Nie godzę się (nie muszę przecież) z przedmówcą - dziękować Najwyższemu - podobieństwa do MB - VA no 1 nie znalazłem. Całkiem MB-skiego "pozapachu" (wymyślona teraz pochodna słowa - posmaku

) nie znalazłem.
Dalej: wyjąłem zawartość torby i po chwili zabwy rozwinąłem.... niemal półmetrowy pas flejkowy. Znaczy, cięty z całej szerokości prasowanego brytu. Bardzo zaskakująco pozytywne odczucie. Fajnie dostać flake w postaci "as it is" po cięciu.

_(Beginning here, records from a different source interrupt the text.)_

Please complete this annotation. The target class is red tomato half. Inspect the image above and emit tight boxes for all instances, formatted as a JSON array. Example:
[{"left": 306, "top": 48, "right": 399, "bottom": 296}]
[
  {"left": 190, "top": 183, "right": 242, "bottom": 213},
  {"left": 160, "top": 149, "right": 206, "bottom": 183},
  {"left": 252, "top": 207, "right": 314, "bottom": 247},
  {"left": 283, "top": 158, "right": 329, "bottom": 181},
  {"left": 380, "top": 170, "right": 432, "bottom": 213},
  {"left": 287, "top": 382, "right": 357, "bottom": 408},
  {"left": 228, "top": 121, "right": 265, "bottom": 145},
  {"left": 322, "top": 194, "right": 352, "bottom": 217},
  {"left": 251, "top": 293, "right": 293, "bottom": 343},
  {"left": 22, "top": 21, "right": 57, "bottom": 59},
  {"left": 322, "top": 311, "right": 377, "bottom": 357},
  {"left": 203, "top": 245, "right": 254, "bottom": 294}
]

Wilgotny, i to bardzo. I dobrze. Przy tej ilości lepiej ZA wilgotny niż ZA SZYBKO suchy. Oczywiście, obowiązkowa posuszam - i to dobre 30 minut. Zdarza mi się podsuszyć, i nabić dwie fajki; jedną na już i drugą na jutro. Porównując - ta "na jutro" smakuje jakby lepiej.
Fajnie, że smakuje do końca tak samo. Może mocy przybywa w drugiej połowie (tego nie lubię) ale smak, przyjemny. Może nie miałem orgazmu smakowego, jak przy większości G7H lub McC ale powiedziałbym - smak zdecydowanie powyżej średniaka.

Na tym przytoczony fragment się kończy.